Looking at the cost is always tricky since companies have different pricing structures, and the table above basically shows the best scenario, where Picovoice is 6 to 20 times more cost-effective than solutions from Microsoft Azure or Google STT. Picovoice Leopard/Cheetah is free for the first 100 hours, and customers can pay a monthly $999 fee for up to 10,000 hours hence the $0.1 per hour cost with PicoVoice. If you were to use only 1000 hours out of your plan that would be $1 per hour, still not too bad. Check out the pricing page for details.
But the price is not everything, and a cheap service that does not do the job would be worthless, so the company provided some speech-to-text benchmarks with instructions to reproduce their setup on Github comparing Picovoice Leopard/Cheetah against AWS Transcribe, Google STT/STT-Enhanced, IBM Watson STT, and Microsoft Azure.
The first metric looked into is the word error rate to estimate the accuracy of the services/solutions. Picovoice Leopard and Cheetah achieve a relatively low word error rate similar to cloud-based services such as Azure, Amazon, and Google Enhanced, and much better than Mozilla DeepSpeech offline, on-device speech-to-text engine.
Mozilla DeepSpeech would still be the most cost-effective solution (since it’s free) provided your application can do with the lower accuracy, but another aspect is that Picovoice speech-to-text engines make use of much fewer resources than the Mozilla STT solution with a lower Real-Time Factor (RTF), the ratio of CPU processing time to the length of the input speech file, and acoustic and language models that are 60 times smaller.
The closed-source libraries for all supported platforms, as well as documentation, can be found on Github in the respective Cheetah and Leopard repositories.
Jean-Luc started CNX Software in 2010 as a part-time endeavor, before quitting his job as a software engineering manager, and starting to write daily news, and reviews full time later in 2011.
Support CNX Software! Donate via cryptocurrencies, become a Patron on Patreon, or purchase goods on Amazon or Aliexpress
Interesting but does it manage many languages ? Like French for example 😅
It only works in English now, but support for German, French and Spanish languages is expected later in 2022, and other languages should/may be supported in 2023 depending on market demand.
Funny how far the benchmark numbers diverge depending on the dataset. The numbers shown on the diagram picture, being an average between the 5 speech datasets Picovoice chose for their benchmark, seem to be very highly driven by how badly each speech-to-text model/service f*cks up on the CommonVoice dataset. Ironically, that’s the dataset collected by mozilla themselves and where Mozilla DeepSpeech has the worst hangups.
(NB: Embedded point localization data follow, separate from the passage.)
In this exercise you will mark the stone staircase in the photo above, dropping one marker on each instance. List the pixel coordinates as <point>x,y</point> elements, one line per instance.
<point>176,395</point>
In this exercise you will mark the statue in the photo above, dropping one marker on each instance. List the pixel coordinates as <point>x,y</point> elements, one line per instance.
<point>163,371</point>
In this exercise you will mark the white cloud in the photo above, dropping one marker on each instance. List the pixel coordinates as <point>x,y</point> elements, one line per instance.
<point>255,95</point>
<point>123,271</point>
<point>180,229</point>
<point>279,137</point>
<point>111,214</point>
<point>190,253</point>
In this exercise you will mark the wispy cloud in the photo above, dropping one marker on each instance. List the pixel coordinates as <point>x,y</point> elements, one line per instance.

The sad thing with Mozilla DeepSpeech is that in 2020, Mozilla CEO Mitchell Baker fired first 70 then 250 more Mozilla employees (out of a staff ca. 1000), among which, iirc, the Rust team and… the DeepSpeech team… due to “shrinking revenues” she said, while she herself has raised her own CEO salary to over 3M$ by 2020 (from 2 458 350$ in 2018 which was already a 400% raise since 2008). The git repo of DeepSpeech seems rather dead since.
Looks like the core figures of Mozilla’s DeepSpeech team around Kelly Davis have started their own startup, coqui, and continue working on an open-source offline STT (which iirc they at first touted as being “compatible” to Mozilla DeepSpeech, but i don’t see any mention of that any more).
Anyways, another interesting option for offline Speech-to-Text would be the Flashlight integrated ASR app (formerly wav2letter++) by Facebook AI Research. It’s in C++, MIT-licensed and has GPU support (alas CUDA only) which accelerates training a lot. I didn’t quickly find benchmarks, but from what a quick search tells me, they apparently achieved best (SOTA) performance on Librispeech in 2019.
Some of the links in the Flashlight section were messed up (The same link was repeated three times), I made some changes, but not sure those are the right links.